Buttigieg Touring New York Rail Tunnel as $11B Project Looms

Commuters driving through the Holland Tunnel from New Jersey to New York, in this 2012 file photo. (Reuters/Eduardo Munoz/File)

Secretary Transportation Pete Buttigieg was to tour the century-old rail tunnel connecting New York and New Jersey Monday as a long-delayed project to build a new tunnel gains steam.

Buttigieg was scheduled to join Democratic New York Sen. Chuck Schumer and others in the New York and New Jersey Congressional delegation after the tour Monday morning to discuss next steps, including funding for the $11 billion project.

The federal government gave the tunnel project key environmental approvals last month necessary to secure federal grants. That had been a sticking point during the Trump administration, as Schumer and others had accused Trump of purposely delaying the environmental approval for political reasons, a charge administration officials denied.

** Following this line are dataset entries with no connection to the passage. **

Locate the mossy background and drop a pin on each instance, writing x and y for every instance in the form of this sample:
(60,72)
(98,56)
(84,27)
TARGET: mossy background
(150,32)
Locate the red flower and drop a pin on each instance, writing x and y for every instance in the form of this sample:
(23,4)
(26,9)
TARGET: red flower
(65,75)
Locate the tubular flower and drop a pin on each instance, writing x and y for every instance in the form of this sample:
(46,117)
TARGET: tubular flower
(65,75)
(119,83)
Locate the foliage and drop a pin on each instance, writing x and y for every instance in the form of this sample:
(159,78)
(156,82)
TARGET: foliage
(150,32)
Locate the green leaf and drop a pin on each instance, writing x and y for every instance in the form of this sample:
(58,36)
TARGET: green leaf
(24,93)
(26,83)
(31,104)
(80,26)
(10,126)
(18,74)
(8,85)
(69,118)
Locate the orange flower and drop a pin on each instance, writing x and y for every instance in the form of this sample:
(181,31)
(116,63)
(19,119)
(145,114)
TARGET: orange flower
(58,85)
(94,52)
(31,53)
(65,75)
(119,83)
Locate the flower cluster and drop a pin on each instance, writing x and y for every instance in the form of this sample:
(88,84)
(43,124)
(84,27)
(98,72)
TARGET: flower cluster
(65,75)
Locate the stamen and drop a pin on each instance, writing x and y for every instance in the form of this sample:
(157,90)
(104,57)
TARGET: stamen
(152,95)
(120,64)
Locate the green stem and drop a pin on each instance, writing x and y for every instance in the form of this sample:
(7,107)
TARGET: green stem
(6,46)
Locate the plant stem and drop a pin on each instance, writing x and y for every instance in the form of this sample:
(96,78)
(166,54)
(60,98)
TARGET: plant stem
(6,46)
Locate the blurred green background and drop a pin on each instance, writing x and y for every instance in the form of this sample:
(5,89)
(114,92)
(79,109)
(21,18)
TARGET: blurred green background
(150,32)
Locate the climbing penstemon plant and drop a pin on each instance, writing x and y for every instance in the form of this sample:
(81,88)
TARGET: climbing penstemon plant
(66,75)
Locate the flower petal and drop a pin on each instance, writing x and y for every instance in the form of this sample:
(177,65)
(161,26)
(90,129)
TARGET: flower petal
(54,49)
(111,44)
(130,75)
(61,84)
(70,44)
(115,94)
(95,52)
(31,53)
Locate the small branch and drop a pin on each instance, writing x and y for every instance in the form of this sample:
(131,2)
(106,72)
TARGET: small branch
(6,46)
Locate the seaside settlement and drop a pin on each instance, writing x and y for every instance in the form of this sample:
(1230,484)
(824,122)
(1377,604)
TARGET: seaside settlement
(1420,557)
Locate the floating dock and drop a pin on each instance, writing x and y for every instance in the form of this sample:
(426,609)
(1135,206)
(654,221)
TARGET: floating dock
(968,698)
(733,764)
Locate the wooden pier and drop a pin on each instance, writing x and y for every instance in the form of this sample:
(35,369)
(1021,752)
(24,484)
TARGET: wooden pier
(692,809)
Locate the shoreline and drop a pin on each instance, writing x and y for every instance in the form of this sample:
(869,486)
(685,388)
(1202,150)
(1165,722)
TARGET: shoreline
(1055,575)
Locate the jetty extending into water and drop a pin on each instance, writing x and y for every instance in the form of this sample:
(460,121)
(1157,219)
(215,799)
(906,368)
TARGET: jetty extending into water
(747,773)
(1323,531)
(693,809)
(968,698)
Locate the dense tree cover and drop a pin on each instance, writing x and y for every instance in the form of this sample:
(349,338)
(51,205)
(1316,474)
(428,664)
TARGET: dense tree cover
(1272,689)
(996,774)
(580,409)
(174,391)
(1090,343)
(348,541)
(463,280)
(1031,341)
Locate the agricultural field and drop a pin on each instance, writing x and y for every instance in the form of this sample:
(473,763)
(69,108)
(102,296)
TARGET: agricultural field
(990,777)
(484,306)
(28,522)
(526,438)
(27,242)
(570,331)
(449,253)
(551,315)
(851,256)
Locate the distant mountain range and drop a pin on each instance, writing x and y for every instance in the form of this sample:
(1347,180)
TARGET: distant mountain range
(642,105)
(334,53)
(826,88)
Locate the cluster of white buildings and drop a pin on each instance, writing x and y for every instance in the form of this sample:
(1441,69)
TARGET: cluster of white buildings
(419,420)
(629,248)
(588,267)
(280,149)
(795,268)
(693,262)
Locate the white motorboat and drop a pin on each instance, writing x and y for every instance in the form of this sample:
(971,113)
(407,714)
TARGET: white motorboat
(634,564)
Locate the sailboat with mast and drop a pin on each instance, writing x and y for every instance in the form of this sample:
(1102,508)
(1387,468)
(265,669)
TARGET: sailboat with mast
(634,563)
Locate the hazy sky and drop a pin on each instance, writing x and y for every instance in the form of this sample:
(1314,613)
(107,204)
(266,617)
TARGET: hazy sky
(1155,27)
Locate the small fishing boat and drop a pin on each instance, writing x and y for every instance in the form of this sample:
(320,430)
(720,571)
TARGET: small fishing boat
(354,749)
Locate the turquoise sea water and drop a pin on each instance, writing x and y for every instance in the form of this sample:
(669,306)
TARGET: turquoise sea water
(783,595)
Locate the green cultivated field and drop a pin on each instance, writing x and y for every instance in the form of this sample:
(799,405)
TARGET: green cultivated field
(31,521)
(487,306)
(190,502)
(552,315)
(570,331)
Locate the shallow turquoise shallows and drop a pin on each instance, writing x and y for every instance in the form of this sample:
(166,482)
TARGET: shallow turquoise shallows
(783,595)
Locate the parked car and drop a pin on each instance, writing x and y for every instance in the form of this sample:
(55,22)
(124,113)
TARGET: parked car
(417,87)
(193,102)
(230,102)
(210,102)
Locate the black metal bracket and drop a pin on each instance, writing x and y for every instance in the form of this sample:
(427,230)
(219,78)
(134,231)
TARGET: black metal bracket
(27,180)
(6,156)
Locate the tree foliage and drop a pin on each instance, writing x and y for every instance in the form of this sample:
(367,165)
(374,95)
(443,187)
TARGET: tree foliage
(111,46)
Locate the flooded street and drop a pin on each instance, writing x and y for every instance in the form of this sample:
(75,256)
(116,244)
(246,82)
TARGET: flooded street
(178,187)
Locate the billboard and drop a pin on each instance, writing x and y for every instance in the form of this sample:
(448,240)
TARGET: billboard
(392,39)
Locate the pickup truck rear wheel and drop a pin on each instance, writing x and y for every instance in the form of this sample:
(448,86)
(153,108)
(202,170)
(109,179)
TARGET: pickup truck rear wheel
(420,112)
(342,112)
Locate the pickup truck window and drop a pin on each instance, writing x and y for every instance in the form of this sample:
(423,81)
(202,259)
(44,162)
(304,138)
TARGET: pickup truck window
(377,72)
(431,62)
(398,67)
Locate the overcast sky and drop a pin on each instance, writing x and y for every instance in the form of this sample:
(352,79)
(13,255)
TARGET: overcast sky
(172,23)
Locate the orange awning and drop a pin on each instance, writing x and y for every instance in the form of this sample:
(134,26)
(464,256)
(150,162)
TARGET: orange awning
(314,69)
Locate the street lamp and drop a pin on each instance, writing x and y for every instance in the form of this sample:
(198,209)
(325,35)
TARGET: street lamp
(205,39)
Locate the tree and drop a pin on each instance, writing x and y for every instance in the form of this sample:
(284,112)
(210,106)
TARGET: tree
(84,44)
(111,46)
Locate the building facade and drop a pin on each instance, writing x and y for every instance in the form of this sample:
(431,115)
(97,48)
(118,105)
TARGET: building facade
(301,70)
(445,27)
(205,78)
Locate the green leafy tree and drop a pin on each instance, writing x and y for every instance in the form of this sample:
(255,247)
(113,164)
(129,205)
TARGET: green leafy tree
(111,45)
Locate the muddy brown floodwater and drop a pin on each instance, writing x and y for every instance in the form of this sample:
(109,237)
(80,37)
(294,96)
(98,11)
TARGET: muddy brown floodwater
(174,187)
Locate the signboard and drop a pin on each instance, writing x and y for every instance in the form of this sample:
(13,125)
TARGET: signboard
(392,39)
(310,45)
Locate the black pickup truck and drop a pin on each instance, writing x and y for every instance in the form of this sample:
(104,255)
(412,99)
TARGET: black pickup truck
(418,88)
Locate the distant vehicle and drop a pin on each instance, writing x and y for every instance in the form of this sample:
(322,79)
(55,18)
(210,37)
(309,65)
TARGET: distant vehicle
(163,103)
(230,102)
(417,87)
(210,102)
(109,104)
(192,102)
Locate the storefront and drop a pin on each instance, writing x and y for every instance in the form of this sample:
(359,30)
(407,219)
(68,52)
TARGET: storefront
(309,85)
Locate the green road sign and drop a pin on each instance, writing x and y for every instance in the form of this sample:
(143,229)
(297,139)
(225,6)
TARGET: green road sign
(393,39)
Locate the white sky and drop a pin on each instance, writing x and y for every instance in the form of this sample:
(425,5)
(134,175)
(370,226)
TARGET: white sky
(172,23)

The existing tunnel is more than 110 years old and prone to problems and delays due to aging infrastructure. Saltwater intrusion from Superstorm Sandy in 2012 accelerated the tunnel’s deterioration and forced Amtrak, which owns the tunnel, to embark on costly repairs to keep it functioning reliably.

Hundreds of trains and hundreds of thousands of passengers pass through the tunnel per day during normal times, and delays can ripple up and down the East Coast between Boston and Washington, D.C. Once primary construction begins, the tunnel could take as long as six or seven years to complete.

A new tunnel would allow the old tunnel to be overhauled, a process that would take roughly two years, and then returned to use. That could significantly increase rail capacity into and out of New York, though it would require additional tracks at New York’s Penn Station. A plan to expand and overhaul the station is in the early stages.